You know some people say that neon is wicked evil and they will find any way to outlaw neon in inner-city and downtown environments. They think it’s cheap and sleazy, and it’s true that there’s cheap neon work that’s tacky and terrible. But really well-made neon is incomparable and can’t be beat for splash and eye-grabbing advertisement. Some of my local pieces are the outdoor Eternity Now sign and the Panther Coffee sign – everybody loves the Panther Coffee sign. I did the sign in Wynwood, the original one.

I’ve had commercial stuff in different TV shows. A Bruce Willis movie, “Mercury Rising,” had one of my neon pieces, and another was in the movie “Something About Mary.” So yeah, I’ve been around; for most of my wholesale work, I did thousands and thousands of neon lights that are scattered across the planet. I’ve shipped stuff all over the world. I’m sure a lot it will still be around when I’m not. Neon is forever, so they say.

It’s pretty cool that there’s so much neon in Miami. Miami has been good about that, the inspiration. I take inspiration from pieces here and decide how I want to make my work by adding creativity and thought to make it new.

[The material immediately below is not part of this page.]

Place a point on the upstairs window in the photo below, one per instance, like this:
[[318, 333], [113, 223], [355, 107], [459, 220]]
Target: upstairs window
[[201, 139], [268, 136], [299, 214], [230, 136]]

Before coming to South Florida, I was in Texas for a decade and I loved the water down there, too. When I first came and saw the crystal clear waters of South Florida, I decided that I wanted to be a boat bum in the Florida Keys. So, the water is what drew me here. I like the outdoors here, and playing with boats. I feel lucky to be doing this in the Florida Keys, but neon is still a Miami thing, and that’s where the work and business are. Miami is where the action is.